Denn es ist nämlich so das ich kürzester Zeit eine Klausur in SPS schreiben werde und wir leider nur alle 2 Wochen die Möglichkeit haben S7 zu programmien.
Leider wird uns von der Schule keine Übungssoftware zur Verfügung gestellt.
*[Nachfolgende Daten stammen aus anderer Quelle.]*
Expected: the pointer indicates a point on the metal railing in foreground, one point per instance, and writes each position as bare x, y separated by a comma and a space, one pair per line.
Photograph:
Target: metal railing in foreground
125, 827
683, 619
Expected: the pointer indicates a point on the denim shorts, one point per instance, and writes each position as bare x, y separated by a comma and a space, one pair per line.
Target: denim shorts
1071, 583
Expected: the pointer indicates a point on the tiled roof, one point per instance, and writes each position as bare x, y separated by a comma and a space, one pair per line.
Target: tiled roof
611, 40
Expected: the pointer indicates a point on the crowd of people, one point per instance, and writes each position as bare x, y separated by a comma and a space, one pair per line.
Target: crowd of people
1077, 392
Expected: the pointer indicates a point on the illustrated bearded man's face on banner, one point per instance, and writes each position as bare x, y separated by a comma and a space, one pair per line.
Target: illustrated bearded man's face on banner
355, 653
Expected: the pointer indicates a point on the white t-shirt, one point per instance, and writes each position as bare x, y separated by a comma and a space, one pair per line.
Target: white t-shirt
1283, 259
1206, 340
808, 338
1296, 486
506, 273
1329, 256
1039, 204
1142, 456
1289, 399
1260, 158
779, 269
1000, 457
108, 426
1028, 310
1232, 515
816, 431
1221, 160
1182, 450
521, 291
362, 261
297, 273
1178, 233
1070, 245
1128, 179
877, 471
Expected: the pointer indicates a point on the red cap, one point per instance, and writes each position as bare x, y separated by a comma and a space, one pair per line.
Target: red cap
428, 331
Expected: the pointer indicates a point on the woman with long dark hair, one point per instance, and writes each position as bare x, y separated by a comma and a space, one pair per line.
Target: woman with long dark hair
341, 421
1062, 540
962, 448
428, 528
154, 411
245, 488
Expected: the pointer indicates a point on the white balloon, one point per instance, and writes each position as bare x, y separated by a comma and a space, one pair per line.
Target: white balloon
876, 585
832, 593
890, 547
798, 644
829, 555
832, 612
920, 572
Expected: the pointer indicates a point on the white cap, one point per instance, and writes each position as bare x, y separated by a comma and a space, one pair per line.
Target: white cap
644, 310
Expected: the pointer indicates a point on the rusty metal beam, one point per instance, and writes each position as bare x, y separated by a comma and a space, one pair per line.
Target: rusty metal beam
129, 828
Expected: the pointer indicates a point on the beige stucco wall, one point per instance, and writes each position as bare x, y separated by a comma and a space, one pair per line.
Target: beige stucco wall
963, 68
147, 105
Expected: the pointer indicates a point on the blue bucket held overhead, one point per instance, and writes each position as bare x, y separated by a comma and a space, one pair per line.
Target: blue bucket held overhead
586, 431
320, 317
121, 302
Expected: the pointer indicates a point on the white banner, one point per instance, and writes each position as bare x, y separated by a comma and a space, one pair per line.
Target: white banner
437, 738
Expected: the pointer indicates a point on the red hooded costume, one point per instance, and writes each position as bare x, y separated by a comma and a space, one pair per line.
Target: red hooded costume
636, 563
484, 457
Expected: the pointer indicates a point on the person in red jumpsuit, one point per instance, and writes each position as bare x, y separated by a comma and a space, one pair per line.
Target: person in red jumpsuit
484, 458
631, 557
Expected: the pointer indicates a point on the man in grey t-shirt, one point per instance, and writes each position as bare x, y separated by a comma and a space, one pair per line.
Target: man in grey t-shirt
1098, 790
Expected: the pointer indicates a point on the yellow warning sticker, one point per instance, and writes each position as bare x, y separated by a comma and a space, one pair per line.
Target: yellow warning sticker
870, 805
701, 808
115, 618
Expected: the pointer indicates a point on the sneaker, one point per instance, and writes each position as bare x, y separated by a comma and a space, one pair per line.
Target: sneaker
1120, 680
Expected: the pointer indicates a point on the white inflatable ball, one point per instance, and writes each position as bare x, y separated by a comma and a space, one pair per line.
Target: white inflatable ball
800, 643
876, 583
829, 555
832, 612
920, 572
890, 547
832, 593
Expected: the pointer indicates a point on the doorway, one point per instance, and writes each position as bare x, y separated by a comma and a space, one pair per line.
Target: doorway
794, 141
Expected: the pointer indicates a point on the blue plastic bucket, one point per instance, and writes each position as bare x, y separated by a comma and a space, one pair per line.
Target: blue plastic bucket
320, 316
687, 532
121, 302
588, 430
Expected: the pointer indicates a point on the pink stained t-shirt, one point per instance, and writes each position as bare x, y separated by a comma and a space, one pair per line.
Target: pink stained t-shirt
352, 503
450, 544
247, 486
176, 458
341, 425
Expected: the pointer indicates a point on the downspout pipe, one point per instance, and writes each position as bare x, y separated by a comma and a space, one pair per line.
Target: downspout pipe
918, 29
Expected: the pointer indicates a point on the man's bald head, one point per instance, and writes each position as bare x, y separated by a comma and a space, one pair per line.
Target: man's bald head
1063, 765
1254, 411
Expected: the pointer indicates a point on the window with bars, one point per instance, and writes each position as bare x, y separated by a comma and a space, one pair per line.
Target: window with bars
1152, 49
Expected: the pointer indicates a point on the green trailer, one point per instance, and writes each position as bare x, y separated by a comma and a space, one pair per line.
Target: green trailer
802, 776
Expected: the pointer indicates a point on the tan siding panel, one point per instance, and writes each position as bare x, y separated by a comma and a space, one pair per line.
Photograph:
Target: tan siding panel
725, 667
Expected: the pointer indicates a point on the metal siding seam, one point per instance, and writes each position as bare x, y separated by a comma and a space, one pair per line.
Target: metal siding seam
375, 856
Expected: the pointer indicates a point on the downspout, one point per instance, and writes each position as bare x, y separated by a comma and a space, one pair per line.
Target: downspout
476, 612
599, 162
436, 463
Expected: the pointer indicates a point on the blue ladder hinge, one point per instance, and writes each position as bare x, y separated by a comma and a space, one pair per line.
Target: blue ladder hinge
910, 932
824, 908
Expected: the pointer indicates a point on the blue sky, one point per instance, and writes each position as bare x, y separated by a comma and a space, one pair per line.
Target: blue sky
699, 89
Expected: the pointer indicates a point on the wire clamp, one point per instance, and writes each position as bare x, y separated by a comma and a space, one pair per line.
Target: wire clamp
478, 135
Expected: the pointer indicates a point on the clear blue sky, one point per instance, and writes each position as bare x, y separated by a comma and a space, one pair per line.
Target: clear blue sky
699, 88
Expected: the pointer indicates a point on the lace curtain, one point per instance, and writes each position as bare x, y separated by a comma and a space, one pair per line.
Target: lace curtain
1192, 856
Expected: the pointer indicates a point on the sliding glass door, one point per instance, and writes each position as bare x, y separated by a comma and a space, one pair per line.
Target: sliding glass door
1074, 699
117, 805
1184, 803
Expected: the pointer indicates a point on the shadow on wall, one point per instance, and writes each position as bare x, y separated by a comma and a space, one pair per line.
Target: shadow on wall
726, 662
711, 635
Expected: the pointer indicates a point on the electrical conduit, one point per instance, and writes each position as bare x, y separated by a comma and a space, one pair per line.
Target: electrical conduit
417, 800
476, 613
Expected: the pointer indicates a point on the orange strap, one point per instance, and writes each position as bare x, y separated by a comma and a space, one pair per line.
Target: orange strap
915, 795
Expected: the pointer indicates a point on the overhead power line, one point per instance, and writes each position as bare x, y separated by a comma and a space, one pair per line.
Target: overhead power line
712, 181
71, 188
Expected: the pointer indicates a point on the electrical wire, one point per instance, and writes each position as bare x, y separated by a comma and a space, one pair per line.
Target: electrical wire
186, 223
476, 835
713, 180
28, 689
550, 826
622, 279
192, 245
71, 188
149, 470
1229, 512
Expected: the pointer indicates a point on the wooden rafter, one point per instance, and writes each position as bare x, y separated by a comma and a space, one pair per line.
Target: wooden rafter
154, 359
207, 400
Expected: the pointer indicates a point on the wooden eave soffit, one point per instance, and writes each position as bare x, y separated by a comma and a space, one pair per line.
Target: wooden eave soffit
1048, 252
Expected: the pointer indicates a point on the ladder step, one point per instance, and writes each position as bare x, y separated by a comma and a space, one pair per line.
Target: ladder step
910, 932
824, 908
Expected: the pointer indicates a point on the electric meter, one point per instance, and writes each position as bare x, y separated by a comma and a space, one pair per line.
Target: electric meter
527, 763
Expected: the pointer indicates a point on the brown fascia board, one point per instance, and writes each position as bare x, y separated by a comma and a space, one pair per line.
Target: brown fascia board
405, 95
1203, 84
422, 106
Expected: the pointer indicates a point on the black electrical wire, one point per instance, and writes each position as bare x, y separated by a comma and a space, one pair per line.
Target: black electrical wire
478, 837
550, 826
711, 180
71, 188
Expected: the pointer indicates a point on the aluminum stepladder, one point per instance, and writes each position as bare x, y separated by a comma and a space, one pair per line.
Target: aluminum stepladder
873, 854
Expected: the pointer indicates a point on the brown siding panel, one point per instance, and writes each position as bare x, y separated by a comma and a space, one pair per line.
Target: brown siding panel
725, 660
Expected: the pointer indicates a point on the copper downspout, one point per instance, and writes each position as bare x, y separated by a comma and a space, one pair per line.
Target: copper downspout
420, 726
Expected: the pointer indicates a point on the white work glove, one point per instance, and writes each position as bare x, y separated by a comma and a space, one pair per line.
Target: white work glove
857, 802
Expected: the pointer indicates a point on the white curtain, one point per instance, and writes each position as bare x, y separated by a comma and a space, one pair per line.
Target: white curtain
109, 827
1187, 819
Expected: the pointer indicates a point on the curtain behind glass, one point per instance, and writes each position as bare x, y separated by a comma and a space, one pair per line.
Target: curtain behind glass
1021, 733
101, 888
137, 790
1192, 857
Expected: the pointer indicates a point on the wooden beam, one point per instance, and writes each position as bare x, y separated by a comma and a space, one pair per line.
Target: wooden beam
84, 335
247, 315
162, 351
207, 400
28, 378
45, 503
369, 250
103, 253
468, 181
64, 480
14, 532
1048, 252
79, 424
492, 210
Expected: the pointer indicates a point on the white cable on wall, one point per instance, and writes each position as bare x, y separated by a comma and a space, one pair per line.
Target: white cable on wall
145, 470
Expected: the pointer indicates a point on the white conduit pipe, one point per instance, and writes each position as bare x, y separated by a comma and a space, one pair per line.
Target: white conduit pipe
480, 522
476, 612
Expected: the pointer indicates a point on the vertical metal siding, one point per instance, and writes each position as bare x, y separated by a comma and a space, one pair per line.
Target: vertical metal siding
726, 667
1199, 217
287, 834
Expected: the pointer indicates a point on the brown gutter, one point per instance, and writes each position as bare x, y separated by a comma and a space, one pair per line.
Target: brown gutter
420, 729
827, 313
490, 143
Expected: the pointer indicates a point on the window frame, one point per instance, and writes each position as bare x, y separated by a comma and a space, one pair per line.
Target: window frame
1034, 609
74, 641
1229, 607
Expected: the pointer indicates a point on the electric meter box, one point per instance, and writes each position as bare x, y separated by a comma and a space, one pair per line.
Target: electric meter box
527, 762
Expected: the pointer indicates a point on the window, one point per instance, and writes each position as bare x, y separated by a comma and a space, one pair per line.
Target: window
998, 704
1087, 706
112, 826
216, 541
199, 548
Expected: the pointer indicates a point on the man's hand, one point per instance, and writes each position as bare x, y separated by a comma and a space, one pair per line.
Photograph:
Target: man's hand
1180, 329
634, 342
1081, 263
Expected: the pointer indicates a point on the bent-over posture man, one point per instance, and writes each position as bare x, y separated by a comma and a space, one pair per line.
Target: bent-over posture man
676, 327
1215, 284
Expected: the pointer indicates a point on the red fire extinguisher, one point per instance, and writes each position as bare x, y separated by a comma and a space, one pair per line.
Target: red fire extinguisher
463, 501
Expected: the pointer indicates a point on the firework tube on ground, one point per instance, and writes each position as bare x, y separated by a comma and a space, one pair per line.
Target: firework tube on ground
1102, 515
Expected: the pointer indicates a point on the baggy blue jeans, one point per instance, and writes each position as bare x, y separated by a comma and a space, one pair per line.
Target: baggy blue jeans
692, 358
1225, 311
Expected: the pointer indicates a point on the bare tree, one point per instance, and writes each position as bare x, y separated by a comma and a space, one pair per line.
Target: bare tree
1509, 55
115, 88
Würde mich freuen wenn mir jemand von Euch weiterhelfen könnte,

Gruß Milos!


...:ANKE::...


----------



## hg (12 April 2005)

hallo milos

als erste hilfe

[url]http://www.mhj-software.com/de/
http://www.ibhsoftec-sps.de/
[/url]
mfG
  hg


----------



## milos (12 April 2005)

...DANKESCHÖN.....werde mal nachsehen!

gruß milos


----------



## UW (12 April 2005)

Hallo milos,

als "zweite" Hilfe       :lol: 

http://www.trysim.de


Gruss Uwe


----------



## milos (13 April 2005)

guten morgen zusammen,

nochmal danke...bin echt für jeden tip, übungen etc. dankbar!

milos


----------



## lorenz2512 (13 April 2005)

Hallo,
dann auch hier:
http://mitglied.lycos.de/spsexperte/

mfg
dietmar


----------



## milos (14 April 2005)

manchmal glaube ich das ich blind durchs netz surfe :roll: 

danke nochmal, werde mich morgen mal ans üben begeben,

milos


----------